Giving and Taking
The hunt for exoplanets has been a major goal of astronomy for the past few years. While the main focus of these searches has been for planets that may support and sustain life, astronomers have stumbled upon many a strange phenomenon during their quest.
And that includes this newest offering. Astronomers have discovered what may be a planet locked in a death spiral. Planet PTFO8–8695 b is a planet candidate that orbits a star 1,100 light-years from Earth, and may be steadily killing the planet.
The study, published in The Astrophysical Journal, found out that the star appears to be stripping away the top layers of PTFO8–8695 b.
PTFO8–8695 b is extremely close to its host star—so close that it orbits its primary every 11 hours. This proximity gives it the distinction of being a "hot Jupiter"—a term for hot planets with large masses and short orbital periods.
While the situation is one that appears to be quite unique, it is also very hard to say anything for sure. For starters, we can't even be sure that the planet is, in fact, a planet.
“We don’t yet have absolute proof this is a planet because we don’t yet have a firm measure of the planet’s mass, but our observations go a long way toward verifying this really is a planet,” said Rice University astronomer Christopher Johns-Krull, lead author of the study.

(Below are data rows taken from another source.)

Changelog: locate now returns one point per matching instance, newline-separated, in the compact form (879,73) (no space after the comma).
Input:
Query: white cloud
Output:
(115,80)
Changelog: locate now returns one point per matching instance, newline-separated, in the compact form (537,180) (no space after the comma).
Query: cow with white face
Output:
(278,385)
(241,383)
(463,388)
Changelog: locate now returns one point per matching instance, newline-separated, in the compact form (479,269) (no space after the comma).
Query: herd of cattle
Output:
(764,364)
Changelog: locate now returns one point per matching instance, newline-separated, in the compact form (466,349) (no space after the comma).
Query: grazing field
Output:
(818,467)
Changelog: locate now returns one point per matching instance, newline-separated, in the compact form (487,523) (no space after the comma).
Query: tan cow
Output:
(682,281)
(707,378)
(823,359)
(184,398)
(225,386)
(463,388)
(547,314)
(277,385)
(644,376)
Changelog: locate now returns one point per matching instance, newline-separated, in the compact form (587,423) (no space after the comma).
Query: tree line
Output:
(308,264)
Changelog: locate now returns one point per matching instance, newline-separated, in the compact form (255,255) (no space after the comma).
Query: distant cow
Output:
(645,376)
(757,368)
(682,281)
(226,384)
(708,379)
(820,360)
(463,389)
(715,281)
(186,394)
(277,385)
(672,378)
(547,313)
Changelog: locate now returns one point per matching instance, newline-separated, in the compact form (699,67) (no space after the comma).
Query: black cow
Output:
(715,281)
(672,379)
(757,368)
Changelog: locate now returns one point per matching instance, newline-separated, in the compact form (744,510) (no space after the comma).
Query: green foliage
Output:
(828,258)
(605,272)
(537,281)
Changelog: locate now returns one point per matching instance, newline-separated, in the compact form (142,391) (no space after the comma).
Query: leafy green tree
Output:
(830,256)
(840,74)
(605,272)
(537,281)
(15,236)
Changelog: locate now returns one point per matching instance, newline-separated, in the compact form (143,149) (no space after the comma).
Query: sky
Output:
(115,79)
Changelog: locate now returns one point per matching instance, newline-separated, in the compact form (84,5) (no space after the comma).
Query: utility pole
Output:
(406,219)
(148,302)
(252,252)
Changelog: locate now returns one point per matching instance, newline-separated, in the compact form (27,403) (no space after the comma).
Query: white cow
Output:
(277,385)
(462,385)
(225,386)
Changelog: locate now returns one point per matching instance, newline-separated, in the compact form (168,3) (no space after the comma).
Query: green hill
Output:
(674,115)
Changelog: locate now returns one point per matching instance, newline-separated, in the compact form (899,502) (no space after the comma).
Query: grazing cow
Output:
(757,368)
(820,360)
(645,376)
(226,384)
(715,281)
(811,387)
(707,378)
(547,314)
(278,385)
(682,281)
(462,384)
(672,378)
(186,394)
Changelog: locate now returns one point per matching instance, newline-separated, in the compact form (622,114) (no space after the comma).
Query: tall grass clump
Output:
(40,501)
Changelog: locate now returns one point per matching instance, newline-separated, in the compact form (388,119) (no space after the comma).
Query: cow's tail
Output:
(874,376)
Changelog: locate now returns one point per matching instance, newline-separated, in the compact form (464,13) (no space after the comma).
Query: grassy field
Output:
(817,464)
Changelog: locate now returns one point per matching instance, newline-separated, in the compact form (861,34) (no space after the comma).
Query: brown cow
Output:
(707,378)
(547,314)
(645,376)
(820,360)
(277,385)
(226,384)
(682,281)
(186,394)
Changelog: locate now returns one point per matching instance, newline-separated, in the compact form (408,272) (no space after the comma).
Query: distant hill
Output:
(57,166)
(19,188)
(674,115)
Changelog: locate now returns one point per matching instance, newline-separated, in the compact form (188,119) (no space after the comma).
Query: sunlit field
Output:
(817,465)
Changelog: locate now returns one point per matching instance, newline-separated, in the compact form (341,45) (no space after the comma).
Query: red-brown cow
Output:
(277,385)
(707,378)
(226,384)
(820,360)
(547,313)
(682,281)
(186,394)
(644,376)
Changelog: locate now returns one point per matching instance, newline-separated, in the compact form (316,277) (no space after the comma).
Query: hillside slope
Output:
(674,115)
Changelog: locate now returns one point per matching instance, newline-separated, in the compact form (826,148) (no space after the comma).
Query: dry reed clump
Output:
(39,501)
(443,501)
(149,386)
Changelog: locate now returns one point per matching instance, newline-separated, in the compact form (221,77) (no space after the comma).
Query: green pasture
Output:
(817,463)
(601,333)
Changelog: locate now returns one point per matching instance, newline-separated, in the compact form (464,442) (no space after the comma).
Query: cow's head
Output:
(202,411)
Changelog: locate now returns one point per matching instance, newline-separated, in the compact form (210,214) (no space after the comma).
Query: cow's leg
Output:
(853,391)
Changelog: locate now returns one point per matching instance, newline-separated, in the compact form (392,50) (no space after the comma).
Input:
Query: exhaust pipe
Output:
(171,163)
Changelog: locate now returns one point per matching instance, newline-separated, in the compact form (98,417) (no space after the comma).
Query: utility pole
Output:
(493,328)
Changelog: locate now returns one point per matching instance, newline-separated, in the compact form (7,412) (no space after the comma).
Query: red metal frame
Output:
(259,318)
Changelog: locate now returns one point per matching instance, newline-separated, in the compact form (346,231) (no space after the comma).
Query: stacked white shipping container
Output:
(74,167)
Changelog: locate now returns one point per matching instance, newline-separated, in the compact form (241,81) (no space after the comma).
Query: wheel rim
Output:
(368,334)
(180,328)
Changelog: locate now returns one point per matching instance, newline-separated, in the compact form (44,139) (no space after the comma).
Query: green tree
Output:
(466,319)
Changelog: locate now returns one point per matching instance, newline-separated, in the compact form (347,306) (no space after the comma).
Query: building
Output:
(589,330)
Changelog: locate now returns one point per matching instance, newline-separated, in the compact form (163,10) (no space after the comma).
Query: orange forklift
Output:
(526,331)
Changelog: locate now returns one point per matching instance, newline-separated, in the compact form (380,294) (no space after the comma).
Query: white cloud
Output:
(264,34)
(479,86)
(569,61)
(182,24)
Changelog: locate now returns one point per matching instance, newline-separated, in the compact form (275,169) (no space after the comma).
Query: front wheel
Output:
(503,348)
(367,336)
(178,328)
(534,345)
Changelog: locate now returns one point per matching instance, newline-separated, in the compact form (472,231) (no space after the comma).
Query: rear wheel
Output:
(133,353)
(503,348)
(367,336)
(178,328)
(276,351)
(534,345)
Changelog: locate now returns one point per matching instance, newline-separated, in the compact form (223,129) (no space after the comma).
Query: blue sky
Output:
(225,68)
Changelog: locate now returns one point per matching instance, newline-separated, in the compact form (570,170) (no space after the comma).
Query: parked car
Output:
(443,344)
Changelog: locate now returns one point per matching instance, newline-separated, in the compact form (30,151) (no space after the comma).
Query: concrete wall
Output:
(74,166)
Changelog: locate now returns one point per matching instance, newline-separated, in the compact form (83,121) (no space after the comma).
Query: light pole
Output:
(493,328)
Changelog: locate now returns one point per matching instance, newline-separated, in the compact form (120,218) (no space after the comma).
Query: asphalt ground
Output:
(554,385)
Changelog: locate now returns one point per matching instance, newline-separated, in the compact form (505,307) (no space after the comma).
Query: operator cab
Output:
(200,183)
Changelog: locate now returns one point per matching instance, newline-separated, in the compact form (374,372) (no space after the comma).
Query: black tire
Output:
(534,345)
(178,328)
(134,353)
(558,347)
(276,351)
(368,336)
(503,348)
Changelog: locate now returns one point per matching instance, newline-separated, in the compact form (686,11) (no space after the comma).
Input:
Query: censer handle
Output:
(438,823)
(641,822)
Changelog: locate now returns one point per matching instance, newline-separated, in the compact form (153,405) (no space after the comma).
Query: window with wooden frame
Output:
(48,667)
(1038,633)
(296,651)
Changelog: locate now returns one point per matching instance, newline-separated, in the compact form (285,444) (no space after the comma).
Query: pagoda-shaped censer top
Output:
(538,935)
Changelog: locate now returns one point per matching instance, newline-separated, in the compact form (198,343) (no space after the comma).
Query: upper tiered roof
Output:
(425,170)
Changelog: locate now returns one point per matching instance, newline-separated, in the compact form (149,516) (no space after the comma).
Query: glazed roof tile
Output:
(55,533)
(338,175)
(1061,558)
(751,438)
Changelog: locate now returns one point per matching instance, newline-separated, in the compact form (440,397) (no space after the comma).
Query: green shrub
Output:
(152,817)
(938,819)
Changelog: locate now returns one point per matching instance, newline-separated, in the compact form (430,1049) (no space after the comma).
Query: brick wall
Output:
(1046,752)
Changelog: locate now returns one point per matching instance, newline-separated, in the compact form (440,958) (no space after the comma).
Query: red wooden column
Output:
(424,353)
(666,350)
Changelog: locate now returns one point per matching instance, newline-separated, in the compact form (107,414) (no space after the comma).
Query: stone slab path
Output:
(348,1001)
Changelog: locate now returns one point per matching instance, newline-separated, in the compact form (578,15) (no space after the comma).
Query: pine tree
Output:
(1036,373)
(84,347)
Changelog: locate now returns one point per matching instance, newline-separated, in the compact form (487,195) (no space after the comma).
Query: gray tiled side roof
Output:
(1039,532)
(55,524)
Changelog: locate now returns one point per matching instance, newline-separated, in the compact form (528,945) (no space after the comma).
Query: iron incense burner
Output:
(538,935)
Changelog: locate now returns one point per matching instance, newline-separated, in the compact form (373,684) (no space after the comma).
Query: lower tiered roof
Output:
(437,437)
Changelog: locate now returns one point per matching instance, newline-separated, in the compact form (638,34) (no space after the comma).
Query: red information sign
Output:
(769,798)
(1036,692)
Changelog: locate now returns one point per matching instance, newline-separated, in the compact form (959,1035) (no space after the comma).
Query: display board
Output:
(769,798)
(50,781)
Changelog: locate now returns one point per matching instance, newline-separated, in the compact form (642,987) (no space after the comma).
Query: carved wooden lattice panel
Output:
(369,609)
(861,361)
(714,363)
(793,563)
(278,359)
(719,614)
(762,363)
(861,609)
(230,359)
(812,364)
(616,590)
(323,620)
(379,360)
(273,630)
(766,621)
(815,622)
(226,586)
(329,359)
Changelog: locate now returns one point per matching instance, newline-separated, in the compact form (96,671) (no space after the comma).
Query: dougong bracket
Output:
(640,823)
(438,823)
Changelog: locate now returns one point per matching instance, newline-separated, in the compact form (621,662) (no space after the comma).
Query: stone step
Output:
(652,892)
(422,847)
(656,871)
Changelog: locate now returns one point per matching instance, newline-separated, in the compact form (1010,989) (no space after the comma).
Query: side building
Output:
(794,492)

Also, the age of the star is complicating things. The star is one of the youngest in the galaxy, only about 2 million years old. That makes it an infant in cosmic terms. And that makes the star very active, as well, with visual outbursts and dimmings, strong magnetic fields and enormous starspots that can mess up astronomical readings.
“We don’t know the ultimate fate of this planet,” Johns-Krull said.
"What we don’t know is how quickly this young planet is going to lose its mass and whether it will lose too much to survive.”
Bottom line: enjoy PTFO8–8695 b while it's still there.